10 yıl önceydi, merkezi Ankara’da bulunan, NATO Terörizmle Mücadele Mükemmeliyet Merkezi’nden1 saatlik konferans için çağrı aldım, şansa bakın, tam da cumhurbaşkanlığı seçimi sürecinde yaşanılan, 12 Nisan 2007 Muhtırası’nın sabahına denk geldi iyi mi?..
Olsun. Gittim ve beni bekleyen tüm NATO ülkelerinden gelmiş üst düzey subaylarla, İsrail, Gürcistan, Azerbaycan gibi Barış İçin Ortaklık Programı bünyesindeki meslektaşlarına verdim o konferansı.
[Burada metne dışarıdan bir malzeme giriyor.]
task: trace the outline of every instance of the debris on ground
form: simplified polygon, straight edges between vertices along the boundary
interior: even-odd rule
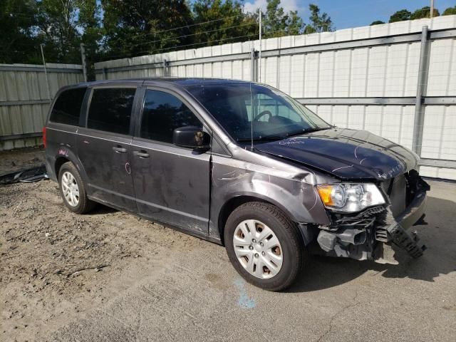
[[[19,172],[1,175],[0,175],[0,185],[19,182],[32,183],[46,179],[48,179],[48,176],[46,175],[46,165],[42,165],[36,167],[31,167]]]

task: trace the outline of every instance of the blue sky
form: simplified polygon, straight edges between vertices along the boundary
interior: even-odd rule
[[[413,12],[425,6],[430,0],[281,0],[286,11],[297,9],[306,24],[309,23],[309,4],[318,5],[322,12],[331,17],[336,28],[346,28],[369,25],[375,20],[388,22],[396,11],[408,9]],[[266,0],[244,0],[247,10],[266,8]],[[447,7],[456,6],[456,0],[435,0],[434,6],[440,13]]]

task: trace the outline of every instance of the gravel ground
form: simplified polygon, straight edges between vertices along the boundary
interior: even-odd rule
[[[1,154],[0,174],[42,160]],[[0,341],[453,341],[456,185],[431,186],[423,257],[313,258],[280,294],[222,247],[103,206],[73,214],[48,180],[0,186]]]

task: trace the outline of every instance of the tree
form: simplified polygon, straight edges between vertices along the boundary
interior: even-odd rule
[[[438,9],[434,9],[434,13],[432,16],[439,16],[440,14]],[[430,18],[430,7],[428,6],[424,6],[421,9],[417,9],[410,16],[410,20],[421,19],[423,18]]]
[[[197,0],[192,11],[197,48],[245,41],[259,33],[256,16],[244,14],[238,0]]]
[[[101,0],[101,4],[105,58],[158,53],[192,42],[193,21],[185,0]]]
[[[304,23],[298,16],[297,11],[285,13],[280,6],[280,0],[266,0],[267,6],[263,27],[264,37],[281,37],[288,35],[298,35],[304,32]]]
[[[36,6],[32,0],[0,1],[0,63],[40,63],[34,35]]]
[[[401,9],[398,11],[390,17],[390,23],[395,23],[397,21],[403,21],[405,20],[410,20],[412,13],[406,9]]]
[[[95,58],[102,38],[97,0],[41,0],[36,7],[36,36],[46,61],[81,63],[81,43],[89,61]]]
[[[297,36],[304,32],[305,25],[302,19],[298,16],[297,11],[290,11],[289,12],[286,24],[287,34]]]
[[[454,7],[448,7],[443,11],[442,16],[452,16],[456,14],[456,6]]]
[[[305,33],[330,32],[334,30],[331,16],[328,14],[323,13],[321,15],[320,9],[314,4],[309,5],[309,9],[311,11],[311,16],[309,17],[311,24],[306,26]]]

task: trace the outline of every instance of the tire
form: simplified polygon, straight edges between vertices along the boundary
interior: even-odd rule
[[[85,214],[95,207],[95,202],[87,197],[81,175],[71,162],[63,164],[58,171],[58,189],[63,203],[73,212]]]
[[[227,220],[224,237],[228,257],[238,273],[265,290],[289,287],[307,259],[296,223],[268,203],[251,202],[238,207]]]

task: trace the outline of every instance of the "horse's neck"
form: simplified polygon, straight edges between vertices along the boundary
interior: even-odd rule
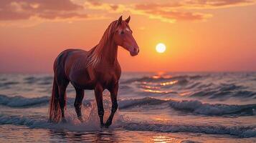
[[[103,61],[110,65],[115,65],[118,61],[118,45],[113,41],[110,41],[103,47]]]

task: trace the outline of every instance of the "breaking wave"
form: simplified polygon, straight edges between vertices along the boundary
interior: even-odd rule
[[[74,98],[67,98],[67,104],[72,105]],[[11,107],[29,107],[36,106],[48,105],[49,97],[37,98],[25,98],[17,96],[9,97],[5,95],[0,95],[0,104]],[[84,100],[83,105],[90,107],[94,100]],[[156,98],[145,97],[142,99],[130,99],[118,101],[120,109],[127,109],[143,106],[161,106],[163,104],[168,104],[171,109],[179,112],[191,112],[194,114],[203,114],[208,116],[222,116],[222,115],[244,115],[253,116],[256,114],[256,104],[245,105],[229,105],[222,104],[211,104],[202,103],[197,100],[161,100]]]
[[[0,115],[1,124],[25,125],[30,128],[66,129],[70,131],[101,130],[97,121],[90,120],[80,122],[78,120],[68,119],[67,123],[53,124],[44,117],[31,119],[29,117]],[[132,131],[154,131],[162,132],[197,132],[215,134],[229,134],[239,137],[256,137],[255,126],[224,126],[219,124],[196,124],[179,123],[133,122],[120,117],[113,122],[112,129],[125,129]]]

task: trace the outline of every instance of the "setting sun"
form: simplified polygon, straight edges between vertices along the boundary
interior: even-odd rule
[[[166,51],[166,45],[163,43],[158,43],[156,46],[156,50],[158,53],[163,53]]]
Çağrılma nedenim, PKK terör örgütünün kanlı saldırılarının zirve yaptığı 90’lı yıllarda üst düzey medya yöneticiliği yapmam ve medyanın böyle bir ortamda iç savaşı önleyecek yayın stratejilerini anlatmam talebiydi. Genel görüşleri, yaşanılan koşullarda bir iç savaşın yaşanması riskinin yüksek olduğu ve Türkiye’nin bu konuda tam bir başarı öyküsü yazdığı yönündeydi.
Oradaki general ve albaylara kısaca şunu söyledim:
Bir ülkede iç savaşı, öngörülerin aksine, azınlık değil, çoğunluk hareketi çıkartır. Çoğunluk, sahibi olduğuna inandığı devlet güçleriyle medyanın, azınlık hareketi karşısında zafiyet içinde olduğunu fark ettiği an harekete geçer ve o azınlık grubunun üzerine yürür. 90’lı yıllarda TSK, kamuoyuna zafiyet işareti vermedi. Medya ise çoğunluğun düşüncesinin yanında yer aldı. Akşam haberlerinde gelişmeleri bizden alan kamuoyunun büyük çoğunluğu, herkesin üzerine düşeni yaptığını görünce, rahat bir ruh haliyle yaşadı. Burada önemli olan, bizim medya olarak, PKK’yı ülkedeki Kürt kimliğinden ayrı, dış güçlerin maşası, küresel saldırıların silahı olarak tarif etmemiz ve haber dilinde asla PKK ile Kürt kelimesini bir arada kullanmamamızdı. Bu tutum, sivillerin yaşamın içinde karşı karşıya gelmesini önledi.
“Terörizmle Mücadelede Medyanın Rolü”başlıklı konferansım boyunca çıt çıkarmadan not aldıklarını, yaklaşık 30 dakika da soru yağmuruna tutulduğumu hatırlıyorum.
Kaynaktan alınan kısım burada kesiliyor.